Es sind schwere Zeiten für Mary Wittenberg, die vor kurzem bei einer Laufveranstaltung von den Teilnehmern ausgepfiffen worden war. Zuvor hatte sie entschieden, dass beim New York-Marathon der Transport der Kleidung der Läufer vom Start zum Ziel entfallen würde. Nach den Protesten wurde diese Regelung wieder rückgängig gemacht.

New York Road Runners unterstützen Rettungsarbeiten

Unabhängig von der Absage unterstützen die New York Road Runners allerdings die Rettungs- und Aufbauarbeiten in der Metropole. Eine Million US-Dollar hat der Veranstalter umgehend zur Verfügung gestellt, weitere 1,6 Millionen Dollar wurden inzwischen gesammelt.

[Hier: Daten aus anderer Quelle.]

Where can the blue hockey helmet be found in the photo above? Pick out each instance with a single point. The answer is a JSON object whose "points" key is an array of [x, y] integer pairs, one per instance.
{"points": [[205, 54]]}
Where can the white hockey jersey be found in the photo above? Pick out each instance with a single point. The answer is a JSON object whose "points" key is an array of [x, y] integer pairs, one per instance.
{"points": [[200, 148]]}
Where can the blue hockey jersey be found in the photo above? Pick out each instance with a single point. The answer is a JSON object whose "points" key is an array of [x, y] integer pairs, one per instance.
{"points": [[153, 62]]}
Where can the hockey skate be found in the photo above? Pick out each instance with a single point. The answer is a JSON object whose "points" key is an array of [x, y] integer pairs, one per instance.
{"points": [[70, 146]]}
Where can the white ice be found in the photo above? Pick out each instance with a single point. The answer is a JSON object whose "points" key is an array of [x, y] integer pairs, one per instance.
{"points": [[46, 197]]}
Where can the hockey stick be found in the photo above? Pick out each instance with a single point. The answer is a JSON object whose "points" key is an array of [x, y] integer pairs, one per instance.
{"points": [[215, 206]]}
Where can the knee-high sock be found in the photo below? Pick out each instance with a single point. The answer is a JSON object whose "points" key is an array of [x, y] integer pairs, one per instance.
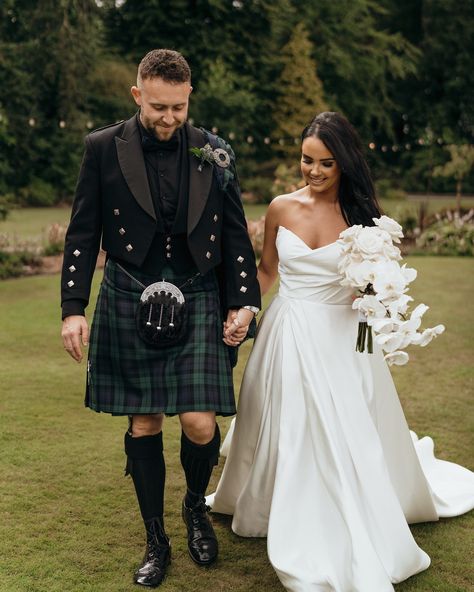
{"points": [[146, 465], [198, 460]]}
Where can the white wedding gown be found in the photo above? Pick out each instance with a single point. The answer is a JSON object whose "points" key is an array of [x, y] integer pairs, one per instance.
{"points": [[321, 460]]}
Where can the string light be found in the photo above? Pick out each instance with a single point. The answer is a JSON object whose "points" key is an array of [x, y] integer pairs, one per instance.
{"points": [[89, 124]]}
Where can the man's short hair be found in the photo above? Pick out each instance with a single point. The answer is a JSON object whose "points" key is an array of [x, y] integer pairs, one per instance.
{"points": [[166, 64]]}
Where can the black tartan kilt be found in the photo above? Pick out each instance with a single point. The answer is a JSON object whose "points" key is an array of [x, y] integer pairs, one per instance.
{"points": [[126, 376]]}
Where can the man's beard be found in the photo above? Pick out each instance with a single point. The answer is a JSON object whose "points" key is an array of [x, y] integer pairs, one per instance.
{"points": [[156, 128]]}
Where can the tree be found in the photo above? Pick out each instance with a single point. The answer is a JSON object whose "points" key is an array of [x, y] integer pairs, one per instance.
{"points": [[460, 165], [301, 93], [359, 62], [49, 55]]}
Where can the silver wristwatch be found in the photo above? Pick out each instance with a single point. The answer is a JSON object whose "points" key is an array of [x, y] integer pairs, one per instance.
{"points": [[253, 309]]}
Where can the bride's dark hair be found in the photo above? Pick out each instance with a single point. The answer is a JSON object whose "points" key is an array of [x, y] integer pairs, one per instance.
{"points": [[356, 191]]}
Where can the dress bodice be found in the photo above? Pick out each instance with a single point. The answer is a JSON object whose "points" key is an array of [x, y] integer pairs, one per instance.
{"points": [[310, 274]]}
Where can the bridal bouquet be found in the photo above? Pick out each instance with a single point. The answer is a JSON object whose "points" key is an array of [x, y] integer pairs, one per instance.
{"points": [[370, 263]]}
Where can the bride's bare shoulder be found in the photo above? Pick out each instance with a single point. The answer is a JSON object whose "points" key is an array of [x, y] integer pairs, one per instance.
{"points": [[287, 200]]}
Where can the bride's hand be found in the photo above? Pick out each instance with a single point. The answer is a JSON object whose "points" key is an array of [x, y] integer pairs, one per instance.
{"points": [[236, 326]]}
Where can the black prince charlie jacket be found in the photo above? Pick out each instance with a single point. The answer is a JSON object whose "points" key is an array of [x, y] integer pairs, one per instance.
{"points": [[113, 203]]}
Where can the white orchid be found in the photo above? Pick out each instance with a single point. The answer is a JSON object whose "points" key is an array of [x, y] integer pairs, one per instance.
{"points": [[370, 241], [419, 311], [385, 325], [349, 234], [400, 306], [389, 283], [390, 342], [359, 274], [408, 273], [398, 358], [422, 339], [370, 307], [370, 263], [391, 226]]}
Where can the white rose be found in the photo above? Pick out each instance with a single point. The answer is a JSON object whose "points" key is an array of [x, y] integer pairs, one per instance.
{"points": [[391, 226], [398, 358]]}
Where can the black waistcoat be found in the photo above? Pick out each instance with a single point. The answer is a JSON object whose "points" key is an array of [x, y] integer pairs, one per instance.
{"points": [[167, 165]]}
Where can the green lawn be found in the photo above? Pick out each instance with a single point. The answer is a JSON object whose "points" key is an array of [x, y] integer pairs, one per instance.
{"points": [[33, 223], [391, 207], [69, 519]]}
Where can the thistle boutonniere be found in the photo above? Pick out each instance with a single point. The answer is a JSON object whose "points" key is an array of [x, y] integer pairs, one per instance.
{"points": [[207, 154]]}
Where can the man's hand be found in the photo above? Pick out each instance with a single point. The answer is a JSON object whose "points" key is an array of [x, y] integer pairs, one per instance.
{"points": [[236, 326], [75, 330]]}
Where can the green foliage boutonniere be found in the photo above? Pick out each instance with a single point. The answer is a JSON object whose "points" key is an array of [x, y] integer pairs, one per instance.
{"points": [[218, 156]]}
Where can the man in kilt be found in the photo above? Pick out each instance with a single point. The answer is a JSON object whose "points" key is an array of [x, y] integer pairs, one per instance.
{"points": [[163, 197]]}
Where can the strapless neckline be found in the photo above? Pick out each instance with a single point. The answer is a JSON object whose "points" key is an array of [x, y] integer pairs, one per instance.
{"points": [[280, 227]]}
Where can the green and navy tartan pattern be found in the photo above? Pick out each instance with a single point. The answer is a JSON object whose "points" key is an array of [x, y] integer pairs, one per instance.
{"points": [[125, 376]]}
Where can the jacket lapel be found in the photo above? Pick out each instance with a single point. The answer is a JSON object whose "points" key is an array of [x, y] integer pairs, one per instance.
{"points": [[199, 181], [132, 164]]}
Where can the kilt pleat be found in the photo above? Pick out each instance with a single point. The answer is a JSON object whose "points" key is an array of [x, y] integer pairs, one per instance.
{"points": [[125, 376]]}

Auch freiwillige Helfer werden von den New York Road Runners vermittelt, um bei den Aufräumarbeiten zu helfen. Das Motto lautet dabei: „Race to Recover“.

Mary Keitany gewinnt World Marathon Majors-Serie

Angesichts der Situation in New York verzichteten die World Marathon Majors (WMM), zu denen die Marathonrennen von Boston, London, Berlin, Chicago und New York gehören, auf die traditionelle Siegerehrung am Montag.

Während der Kenianer Geoffrey Mutai bereits vor dem New York-Marathon als Sieger der WMM-Serie 2011-2012 feststand, wurde seine Landsfrau Mary Keitany zur Gewinnerin erklärt. Die London-Marathon-Siegerin hat in der nun abgeschlossenen Serie 65 Punkte und lag 15 Punkte vor Edna Kiplagat (Kenia). Die beiden Sieger teilen sich ein Preisgeld von einer Million US-Dollar.